Depuis, c’est le défilé, tout le monde veut voir ce fameux TBI en situation. Ainsi les enquêtes et les visites se multiplient, notamment par France 2 pour un reportage ou encore fin mars, par douze inspecteurs, venus en observation. « Les élèves sont très contents de cette médiatisation ! » remarque Sophie Roy.
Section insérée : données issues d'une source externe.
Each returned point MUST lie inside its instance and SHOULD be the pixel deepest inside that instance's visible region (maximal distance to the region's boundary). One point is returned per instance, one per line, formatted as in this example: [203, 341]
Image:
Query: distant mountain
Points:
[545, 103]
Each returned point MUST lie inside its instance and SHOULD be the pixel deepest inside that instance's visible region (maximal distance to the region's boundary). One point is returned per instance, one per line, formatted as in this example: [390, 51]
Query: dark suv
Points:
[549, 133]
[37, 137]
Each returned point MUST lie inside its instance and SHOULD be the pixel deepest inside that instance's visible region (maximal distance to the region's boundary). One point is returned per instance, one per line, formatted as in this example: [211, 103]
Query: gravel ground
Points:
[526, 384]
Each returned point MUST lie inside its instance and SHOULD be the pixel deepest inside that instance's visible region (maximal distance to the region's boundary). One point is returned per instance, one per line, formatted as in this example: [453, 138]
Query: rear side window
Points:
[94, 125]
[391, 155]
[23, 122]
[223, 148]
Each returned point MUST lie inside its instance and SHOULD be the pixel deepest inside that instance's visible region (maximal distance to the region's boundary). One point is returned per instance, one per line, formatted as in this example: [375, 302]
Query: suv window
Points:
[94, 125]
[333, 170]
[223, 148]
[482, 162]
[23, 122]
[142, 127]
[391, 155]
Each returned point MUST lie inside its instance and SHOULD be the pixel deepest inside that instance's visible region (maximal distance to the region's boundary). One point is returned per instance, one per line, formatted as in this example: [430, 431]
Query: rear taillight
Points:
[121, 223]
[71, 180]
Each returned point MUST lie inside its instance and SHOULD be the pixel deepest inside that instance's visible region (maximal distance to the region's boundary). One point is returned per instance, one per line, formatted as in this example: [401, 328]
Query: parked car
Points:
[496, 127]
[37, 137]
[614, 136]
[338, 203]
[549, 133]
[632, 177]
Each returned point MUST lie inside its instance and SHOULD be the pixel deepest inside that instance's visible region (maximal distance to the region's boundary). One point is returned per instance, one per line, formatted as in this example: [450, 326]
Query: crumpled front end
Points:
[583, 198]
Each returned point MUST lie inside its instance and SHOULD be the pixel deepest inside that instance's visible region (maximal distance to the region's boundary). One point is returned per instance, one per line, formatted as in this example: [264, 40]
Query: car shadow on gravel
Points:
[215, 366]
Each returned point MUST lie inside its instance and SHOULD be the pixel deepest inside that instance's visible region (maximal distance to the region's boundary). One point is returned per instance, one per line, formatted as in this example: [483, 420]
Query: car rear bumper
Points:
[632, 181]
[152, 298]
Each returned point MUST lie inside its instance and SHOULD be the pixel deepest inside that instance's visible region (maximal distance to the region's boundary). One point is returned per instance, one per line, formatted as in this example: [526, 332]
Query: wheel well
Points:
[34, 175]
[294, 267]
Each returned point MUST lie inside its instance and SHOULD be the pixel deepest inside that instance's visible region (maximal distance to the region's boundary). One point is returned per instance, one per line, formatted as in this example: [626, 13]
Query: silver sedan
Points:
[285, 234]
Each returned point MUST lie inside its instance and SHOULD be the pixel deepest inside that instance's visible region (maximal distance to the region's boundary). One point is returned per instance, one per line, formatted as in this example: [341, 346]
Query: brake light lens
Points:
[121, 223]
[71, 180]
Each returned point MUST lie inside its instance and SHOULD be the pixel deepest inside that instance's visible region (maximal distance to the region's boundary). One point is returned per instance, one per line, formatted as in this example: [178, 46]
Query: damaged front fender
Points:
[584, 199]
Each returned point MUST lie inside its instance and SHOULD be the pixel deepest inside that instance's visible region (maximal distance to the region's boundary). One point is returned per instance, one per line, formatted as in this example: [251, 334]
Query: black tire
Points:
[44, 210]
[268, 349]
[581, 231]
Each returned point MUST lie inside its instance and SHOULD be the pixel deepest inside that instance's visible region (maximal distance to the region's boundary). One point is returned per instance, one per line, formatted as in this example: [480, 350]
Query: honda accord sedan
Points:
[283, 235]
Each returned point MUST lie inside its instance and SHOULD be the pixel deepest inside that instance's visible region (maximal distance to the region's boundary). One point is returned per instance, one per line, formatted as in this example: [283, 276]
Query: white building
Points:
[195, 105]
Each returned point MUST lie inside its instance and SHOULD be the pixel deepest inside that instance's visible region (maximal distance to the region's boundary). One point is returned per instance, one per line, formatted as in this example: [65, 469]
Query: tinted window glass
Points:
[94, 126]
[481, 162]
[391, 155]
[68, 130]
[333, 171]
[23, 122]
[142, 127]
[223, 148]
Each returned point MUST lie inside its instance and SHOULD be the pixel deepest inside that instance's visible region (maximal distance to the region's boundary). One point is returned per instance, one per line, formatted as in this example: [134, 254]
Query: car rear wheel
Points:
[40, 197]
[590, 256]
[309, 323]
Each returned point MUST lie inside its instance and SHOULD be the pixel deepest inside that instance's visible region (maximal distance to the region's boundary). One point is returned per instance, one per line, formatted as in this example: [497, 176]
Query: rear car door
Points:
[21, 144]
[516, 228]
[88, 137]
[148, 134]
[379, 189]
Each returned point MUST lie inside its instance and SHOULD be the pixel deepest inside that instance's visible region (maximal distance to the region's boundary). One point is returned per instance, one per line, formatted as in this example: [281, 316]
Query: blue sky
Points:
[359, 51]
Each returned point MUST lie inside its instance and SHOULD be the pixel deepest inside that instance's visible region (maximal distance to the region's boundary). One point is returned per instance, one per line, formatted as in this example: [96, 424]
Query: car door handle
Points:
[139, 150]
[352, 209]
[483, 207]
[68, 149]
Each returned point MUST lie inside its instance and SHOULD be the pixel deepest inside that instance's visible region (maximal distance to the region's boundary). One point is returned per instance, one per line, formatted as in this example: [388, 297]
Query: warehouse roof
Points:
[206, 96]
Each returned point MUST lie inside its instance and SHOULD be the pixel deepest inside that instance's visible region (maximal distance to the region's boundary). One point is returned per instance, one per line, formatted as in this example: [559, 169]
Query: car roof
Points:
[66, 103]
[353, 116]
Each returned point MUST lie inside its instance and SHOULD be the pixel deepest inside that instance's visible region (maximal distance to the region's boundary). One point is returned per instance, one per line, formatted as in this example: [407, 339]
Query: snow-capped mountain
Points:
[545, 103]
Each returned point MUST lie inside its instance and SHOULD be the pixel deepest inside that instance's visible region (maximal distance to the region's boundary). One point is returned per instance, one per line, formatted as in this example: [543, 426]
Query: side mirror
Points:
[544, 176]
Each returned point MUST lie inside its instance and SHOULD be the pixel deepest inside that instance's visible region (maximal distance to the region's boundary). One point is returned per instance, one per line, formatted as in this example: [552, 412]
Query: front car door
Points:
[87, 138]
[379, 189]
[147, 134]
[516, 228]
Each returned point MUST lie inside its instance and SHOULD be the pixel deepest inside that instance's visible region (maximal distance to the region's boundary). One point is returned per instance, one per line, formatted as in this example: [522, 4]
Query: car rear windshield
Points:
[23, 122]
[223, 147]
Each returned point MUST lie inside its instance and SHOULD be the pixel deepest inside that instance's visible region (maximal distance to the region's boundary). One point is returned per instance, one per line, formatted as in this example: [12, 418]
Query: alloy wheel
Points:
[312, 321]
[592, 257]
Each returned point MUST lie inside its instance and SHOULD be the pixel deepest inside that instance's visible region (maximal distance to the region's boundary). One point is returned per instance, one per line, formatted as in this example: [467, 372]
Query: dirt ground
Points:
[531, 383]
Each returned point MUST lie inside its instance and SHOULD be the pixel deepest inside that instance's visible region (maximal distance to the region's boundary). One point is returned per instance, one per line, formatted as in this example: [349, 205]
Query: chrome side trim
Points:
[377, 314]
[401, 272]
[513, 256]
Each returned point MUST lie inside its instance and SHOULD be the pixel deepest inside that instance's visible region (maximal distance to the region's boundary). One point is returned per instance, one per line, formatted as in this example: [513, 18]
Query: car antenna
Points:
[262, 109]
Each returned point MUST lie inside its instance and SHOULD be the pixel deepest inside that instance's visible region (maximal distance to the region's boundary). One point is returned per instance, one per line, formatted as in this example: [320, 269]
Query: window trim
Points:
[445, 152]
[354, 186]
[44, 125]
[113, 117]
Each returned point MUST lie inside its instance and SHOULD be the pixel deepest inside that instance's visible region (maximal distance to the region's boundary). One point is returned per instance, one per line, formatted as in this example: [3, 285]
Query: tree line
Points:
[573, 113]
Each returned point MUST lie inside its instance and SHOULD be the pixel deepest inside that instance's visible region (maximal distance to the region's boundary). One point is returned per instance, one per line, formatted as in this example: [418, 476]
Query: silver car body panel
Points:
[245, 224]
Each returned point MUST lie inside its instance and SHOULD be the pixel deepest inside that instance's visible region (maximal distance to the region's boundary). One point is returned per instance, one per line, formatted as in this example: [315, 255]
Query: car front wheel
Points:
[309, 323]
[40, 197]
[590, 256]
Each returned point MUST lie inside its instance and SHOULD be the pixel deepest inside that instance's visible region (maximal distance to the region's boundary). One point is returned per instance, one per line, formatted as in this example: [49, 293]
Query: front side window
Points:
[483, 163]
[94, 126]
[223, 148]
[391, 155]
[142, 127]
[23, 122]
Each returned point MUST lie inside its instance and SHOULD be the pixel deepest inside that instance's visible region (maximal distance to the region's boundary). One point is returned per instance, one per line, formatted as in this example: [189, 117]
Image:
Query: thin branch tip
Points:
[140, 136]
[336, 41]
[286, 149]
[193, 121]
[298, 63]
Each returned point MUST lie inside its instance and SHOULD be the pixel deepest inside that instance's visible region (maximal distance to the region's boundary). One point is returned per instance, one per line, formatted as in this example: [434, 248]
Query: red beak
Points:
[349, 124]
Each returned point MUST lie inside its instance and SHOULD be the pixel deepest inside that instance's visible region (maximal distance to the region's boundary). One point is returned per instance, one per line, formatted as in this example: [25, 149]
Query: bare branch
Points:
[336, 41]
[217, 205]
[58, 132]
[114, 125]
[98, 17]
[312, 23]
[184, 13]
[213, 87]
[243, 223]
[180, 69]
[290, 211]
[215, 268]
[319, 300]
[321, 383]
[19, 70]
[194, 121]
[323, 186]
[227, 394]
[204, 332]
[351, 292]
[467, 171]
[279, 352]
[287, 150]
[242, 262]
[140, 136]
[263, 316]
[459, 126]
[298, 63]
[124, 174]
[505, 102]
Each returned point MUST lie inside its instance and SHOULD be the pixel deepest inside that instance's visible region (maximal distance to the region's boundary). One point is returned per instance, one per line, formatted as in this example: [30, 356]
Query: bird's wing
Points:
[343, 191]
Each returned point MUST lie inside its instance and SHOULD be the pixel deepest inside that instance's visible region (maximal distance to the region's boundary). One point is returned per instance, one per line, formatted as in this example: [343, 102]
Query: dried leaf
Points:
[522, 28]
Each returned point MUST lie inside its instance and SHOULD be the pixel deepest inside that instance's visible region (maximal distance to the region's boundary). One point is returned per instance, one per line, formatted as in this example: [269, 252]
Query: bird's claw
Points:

Des élèves plus attentifs et des cartables moins lourds
Concrètement, quand on entre dans la classe ENT de 6ème, on se croirait dans une classe ordinaire. Des tables et des chaises sont disposées en rang devant un simple tableau blanc de type Velleda. Pourtant, en y regardant bien, on observe la présence d’un petit appareil en forme de boomerang à l’angle gauche du tableau ainsi qu’un vidéoprojecteur accroché au plafond. Sur une petite table, est posé un ordinateur portable, scellé au sol. Sophie Roy allume les installations et glisse le DVD du manuel de français Bordas dans l’ordinateur. Pendant ces préparations techniques qui durent quelques minutes, les élèves observent un silence respectueux et attentif. Puis ils sont nombreux à lever le doigt pour aller « recalibrer » le tableau, c’est-à-dire pour redéfinir les limites du cadre projeté.
Attention et application sont précisément les mots qui viennent à l’esprit quand on regarde ces élèves. Ils ont conscience de leurs gestes, ils respectent le matériel, stylet comme tableau. Ils savent aussi rester tranquilles quand un problème technique surgit. C’est peut-être le premier avantage du TBI. Comme tout objet de technologie, il impose sa loi. Et après l’entrée en classe en silence, la position debout près de sa table en début d’heure, le lancement du TBI paraît participer au « rituel pédagogique », si important pour contrôler les énergies et favoriser les apprentissages.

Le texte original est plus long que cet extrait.